Coppersmith's method: solutions to modular polynomials - Tea Boon Chian
Seminar of the series "Cryptograph: from theory to applications", in collaboration with Telsy SPA, a company of the TIM group specialized in cybersecurity.
You will be able to follow the seminar live through Zoom, at the following link. The seminar will be held in english.
In case you have any problems following the seminar live, we remind you that all seminars can be viewed retrospectively on the CrypTO YouTube channel.

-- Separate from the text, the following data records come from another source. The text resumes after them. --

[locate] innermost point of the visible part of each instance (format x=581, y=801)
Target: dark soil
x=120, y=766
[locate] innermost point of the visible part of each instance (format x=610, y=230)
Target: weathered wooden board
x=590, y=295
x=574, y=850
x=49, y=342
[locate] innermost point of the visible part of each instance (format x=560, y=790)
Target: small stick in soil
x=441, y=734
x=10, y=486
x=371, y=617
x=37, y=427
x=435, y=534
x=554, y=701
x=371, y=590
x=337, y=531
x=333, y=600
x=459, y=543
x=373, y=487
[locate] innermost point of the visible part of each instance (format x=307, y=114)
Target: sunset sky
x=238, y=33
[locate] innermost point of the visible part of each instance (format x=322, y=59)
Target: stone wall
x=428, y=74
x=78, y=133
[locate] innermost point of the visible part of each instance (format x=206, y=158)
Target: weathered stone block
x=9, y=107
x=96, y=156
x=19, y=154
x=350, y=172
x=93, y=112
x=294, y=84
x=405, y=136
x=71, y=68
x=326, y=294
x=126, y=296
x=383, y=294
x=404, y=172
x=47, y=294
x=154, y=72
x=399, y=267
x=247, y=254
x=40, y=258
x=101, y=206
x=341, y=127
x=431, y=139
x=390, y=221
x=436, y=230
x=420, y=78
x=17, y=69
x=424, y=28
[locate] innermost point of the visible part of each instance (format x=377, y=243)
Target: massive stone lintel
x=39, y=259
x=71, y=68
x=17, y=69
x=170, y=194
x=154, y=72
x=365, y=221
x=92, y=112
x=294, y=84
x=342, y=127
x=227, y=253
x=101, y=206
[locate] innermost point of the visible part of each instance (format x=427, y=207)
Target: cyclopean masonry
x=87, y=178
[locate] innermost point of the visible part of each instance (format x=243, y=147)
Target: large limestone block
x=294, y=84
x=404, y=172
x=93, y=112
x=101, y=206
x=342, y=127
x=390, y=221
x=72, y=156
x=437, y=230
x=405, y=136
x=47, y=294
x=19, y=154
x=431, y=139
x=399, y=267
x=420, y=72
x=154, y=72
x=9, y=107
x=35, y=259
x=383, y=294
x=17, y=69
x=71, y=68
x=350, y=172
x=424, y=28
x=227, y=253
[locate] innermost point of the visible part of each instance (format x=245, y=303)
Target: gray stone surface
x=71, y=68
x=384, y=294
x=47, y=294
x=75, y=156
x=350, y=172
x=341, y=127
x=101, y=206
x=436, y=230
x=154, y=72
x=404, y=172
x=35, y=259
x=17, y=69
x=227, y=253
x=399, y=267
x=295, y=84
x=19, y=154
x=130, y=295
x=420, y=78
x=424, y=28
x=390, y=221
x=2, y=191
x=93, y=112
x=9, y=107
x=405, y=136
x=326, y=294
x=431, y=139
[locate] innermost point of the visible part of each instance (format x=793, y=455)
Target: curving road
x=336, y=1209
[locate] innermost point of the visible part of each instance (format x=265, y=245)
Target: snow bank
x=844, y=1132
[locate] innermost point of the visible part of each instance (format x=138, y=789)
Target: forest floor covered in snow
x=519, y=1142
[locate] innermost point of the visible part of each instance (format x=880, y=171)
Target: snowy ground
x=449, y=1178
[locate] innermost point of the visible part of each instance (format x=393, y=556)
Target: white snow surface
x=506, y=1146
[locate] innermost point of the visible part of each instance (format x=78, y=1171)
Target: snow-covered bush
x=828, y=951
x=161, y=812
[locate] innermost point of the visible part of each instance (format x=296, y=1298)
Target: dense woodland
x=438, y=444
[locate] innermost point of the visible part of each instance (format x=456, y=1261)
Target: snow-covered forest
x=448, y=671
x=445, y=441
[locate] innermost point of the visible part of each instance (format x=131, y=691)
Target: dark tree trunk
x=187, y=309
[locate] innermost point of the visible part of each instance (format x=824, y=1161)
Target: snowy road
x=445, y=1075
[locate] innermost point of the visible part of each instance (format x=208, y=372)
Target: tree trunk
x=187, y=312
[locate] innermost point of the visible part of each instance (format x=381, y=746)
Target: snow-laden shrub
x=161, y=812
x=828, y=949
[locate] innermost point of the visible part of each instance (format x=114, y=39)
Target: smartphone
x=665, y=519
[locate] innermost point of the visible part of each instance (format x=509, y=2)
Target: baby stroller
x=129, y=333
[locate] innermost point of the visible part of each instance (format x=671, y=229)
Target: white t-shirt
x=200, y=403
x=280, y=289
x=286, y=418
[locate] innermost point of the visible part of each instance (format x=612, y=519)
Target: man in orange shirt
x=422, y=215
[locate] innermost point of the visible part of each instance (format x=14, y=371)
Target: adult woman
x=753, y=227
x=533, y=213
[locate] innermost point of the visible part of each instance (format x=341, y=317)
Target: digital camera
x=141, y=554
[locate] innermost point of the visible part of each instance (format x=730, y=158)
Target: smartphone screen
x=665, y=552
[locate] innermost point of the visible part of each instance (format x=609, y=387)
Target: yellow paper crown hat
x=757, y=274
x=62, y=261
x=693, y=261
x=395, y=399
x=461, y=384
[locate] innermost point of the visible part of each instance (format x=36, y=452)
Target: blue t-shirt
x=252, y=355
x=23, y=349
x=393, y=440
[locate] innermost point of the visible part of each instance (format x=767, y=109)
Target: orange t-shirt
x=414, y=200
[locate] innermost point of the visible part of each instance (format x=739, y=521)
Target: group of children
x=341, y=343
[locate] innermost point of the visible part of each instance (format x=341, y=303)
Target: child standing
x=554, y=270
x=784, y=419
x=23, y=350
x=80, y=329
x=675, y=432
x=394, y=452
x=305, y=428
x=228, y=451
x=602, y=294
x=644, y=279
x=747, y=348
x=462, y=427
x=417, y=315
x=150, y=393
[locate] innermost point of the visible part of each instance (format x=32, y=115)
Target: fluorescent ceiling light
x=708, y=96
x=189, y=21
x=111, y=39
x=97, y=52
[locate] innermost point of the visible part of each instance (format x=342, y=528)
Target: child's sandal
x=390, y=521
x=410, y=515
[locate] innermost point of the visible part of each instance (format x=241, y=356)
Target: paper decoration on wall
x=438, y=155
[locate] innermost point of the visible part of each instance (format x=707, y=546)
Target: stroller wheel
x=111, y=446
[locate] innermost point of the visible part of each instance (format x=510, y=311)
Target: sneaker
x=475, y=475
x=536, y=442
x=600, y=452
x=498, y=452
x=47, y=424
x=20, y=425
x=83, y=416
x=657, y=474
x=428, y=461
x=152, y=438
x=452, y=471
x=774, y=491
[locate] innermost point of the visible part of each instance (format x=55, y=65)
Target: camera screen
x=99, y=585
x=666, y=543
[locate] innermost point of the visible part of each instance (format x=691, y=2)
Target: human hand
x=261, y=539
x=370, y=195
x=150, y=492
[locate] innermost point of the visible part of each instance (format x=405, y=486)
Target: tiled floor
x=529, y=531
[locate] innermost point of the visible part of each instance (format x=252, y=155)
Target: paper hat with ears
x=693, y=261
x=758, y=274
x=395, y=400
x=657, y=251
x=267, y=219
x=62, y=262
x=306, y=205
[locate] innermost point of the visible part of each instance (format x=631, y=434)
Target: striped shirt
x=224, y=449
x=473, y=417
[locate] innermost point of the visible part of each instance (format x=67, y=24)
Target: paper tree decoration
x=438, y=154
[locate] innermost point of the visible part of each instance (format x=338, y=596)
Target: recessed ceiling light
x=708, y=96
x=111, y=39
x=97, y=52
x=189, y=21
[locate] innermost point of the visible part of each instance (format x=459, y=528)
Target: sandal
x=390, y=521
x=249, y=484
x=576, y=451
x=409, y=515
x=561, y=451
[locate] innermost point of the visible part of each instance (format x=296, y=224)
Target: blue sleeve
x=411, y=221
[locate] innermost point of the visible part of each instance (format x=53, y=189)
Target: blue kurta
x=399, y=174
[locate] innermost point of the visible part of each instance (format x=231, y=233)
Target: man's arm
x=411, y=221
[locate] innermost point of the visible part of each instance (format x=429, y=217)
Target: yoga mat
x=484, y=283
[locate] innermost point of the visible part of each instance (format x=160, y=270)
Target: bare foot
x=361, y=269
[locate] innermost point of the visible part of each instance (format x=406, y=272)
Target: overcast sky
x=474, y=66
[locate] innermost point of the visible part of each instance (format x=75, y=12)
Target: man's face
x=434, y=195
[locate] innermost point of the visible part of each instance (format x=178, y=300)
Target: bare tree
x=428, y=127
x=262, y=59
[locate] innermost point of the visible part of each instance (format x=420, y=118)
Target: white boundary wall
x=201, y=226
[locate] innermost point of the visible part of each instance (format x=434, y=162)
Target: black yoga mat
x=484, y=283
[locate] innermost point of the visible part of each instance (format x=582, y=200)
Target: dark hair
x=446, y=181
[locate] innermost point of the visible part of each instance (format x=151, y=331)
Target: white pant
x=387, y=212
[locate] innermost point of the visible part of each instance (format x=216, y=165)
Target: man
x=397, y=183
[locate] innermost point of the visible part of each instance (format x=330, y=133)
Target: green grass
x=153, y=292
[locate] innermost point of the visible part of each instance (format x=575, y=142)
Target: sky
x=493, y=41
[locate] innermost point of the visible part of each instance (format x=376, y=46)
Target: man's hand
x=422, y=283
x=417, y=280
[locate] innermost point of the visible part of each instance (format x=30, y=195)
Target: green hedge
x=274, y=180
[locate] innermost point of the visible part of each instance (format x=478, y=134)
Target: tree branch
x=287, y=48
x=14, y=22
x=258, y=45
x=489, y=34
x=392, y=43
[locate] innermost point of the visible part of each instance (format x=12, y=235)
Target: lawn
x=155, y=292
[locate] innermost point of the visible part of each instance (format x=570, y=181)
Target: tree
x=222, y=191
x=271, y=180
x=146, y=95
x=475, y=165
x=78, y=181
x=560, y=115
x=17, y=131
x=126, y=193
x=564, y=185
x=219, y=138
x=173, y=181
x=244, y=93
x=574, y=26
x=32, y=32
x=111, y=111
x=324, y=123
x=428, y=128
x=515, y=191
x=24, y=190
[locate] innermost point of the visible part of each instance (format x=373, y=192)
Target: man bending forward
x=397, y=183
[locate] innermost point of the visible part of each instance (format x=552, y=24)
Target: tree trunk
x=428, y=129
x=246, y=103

Abstract: The Coppersmith’s method was introduced by Don Coppersmith in 1996, aiming to search “small” root(s) to polynomial equations. This heuristic method is vastly utilized in cryptography, especially in analysing the RSA-type cryptosystems, as well as lattice-based and multivariate cryptography. Although elegant, the Coppersmith’s method can be confusing to those who just started to learn it, particularly in constructing a basis lattice which enables one to use the LLL-reduction subsequently to find root(s) to polynomial equations. In this sharing session, the Coppersmith’s method is reviewed and discussed. The focus is primarily to demonstrate step-by-step with the aid of some examples on how to implement the method to construct a basis lattice for a given polynomial function. The session firstly considers the case of univariate polynomial, and next extended to bivariate/multivariate cases if time permits. Some applications related to the Coppersmith’s method are briefly outlined to conclude the sharing session.